Why can I resolve this hostname but not a cname to this hostname?

If I run dig against a hostname, I get the according cname, however I get an NXDOMAIN error (non existent domain).

if I run dig against the cname I got, I can resolve it to an IP address successfully. It is reproduceable.

On the system I am currently on it is always the case, on other systems it sometimes works and sometimes not, and on other systems it seems to work all the time.

If I run using a nameserver I specify (for example google's public nameserver) I can successfully resolve the hostname.

I would just blame the local system, but it seems I am not having the only one problems.

The 2nd domain (example.net) is hosted on amazon route 53 nameservers. The 1st one on another dns server which has proven to be fully functional and reliable over the years.

I once switched with the other domain to amazon dns as well, everything seemed to work, also various dns health check tests reported fine, however i received a lot of support tickets that dns resolution would not work.

Is amazon just "bad" or am I doing something wrong?

I did not tamper with the domain in any way on the local system (in case of caching or making a custom dns view or whatever...)

joe@joe:~$ dig scorpion.example.com

; <<>> DiG 9.8.1-P1 <<>> scorpion.example.com
;; global options: +cmd
;; Got answer:
;; ->>HEADER<<- opcode: QUERY, status: NXDOMAIN, id: 10222
;; flags: qr rd ra; QUERY: 1, ANSWER: 1, AUTHORITY: 0, ADDITIONAL: 0

;; QUESTION SECTION:
;scorpion.example.com.      IN  A

;; ANSWER SECTION:
scorpion.example.com.   180 IN  CNAME   alpha.nue.scorpion.example.net.

;; Query time: 28 msec
;; SERVER: 127.0.0.1#53(127.0.0.1)
;; WHEN: Mon Jun 18 10:28:39 2012
;; MSG SIZE  rcvd: 84

joe@joe:~$ dig alpha.nue.scorpion.example.net

; <<>> DiG 9.8.1-P1 <<>> alpha.nue.scorpion.example.net
;; global options: +cmd
;; Got answer:
;; ->>HEADER<<- opcode: QUERY, status: NOERROR, id: 25381
;; flags: qr rd ra; QUERY: 1, ANSWER: 1, AUTHORITY: 0, ADDITIONAL: 0

;; QUESTION SECTION:
;alpha.nue.scorpion.example.net. IN A

;; ANSWER SECTION:
alpha.nue.scorpion.example.net. 300 IN A    192.0.2.130

;; Query time: 48 msec
;; SERVER: 127.0.0.1#53(127.0.0.1)
;; WHEN: Mon Jun 18 10:28:47 2012
;; MSG SIZE  rcvd: 66

joe@joe:~$ 

Maybe this is about DNS recursive queries?

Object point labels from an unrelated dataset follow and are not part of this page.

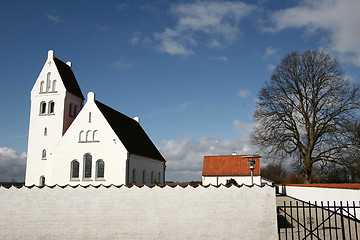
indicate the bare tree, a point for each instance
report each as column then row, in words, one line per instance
column 304, row 109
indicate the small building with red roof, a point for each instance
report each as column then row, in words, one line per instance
column 220, row 169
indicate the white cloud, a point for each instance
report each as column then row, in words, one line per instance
column 214, row 43
column 243, row 93
column 222, row 58
column 339, row 18
column 216, row 20
column 185, row 156
column 12, row 165
column 180, row 108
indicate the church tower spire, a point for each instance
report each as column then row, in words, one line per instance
column 56, row 99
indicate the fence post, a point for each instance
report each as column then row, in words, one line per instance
column 342, row 221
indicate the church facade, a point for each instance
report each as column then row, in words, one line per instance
column 75, row 143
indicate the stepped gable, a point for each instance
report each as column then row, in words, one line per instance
column 68, row 78
column 131, row 134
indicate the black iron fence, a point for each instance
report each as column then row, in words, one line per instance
column 301, row 220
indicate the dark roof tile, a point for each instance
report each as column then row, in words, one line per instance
column 68, row 78
column 131, row 134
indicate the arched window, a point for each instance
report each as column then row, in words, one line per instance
column 88, row 136
column 70, row 110
column 94, row 135
column 41, row 86
column 48, row 83
column 81, row 136
column 144, row 174
column 74, row 169
column 54, row 86
column 87, row 165
column 43, row 108
column 51, row 107
column 100, row 167
column 134, row 176
column 42, row 181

facepalm @kworr makes a good point that the A-record is out-of-bailiwick, and it's likely that the DNS-server is unwilling to do that recursive query for you.

ok that makes sense! if i run the question against the dns server of the domain itself the behaviour is the same!! but why does it sometimes work? are other dns servers (like googles) just "intelligent" enough to fix that on the fly??

I'm not sure precisely what you mean by "if i run the question against the dns server of the domain itself the behaviour is the same". However, I'd guess that if the server you're asking already has the (cached) A-record that the CNAME points to, it might choose to return it in the answer section even if it wouldn't look it up if it didn't have it cached (if you see what I mean).

by that i mean if i specify one of the nameservers that i obtain from the domains whois output as the nameserver to use. however using cnames is a very common thing. especially to external domains. i have tried 3 dns providers now and none of them gave me an A record. only the cname record with a warning that recursion is not available. it seems that isp nameservers seem to "take over that job" in a lot of cases, is this possible?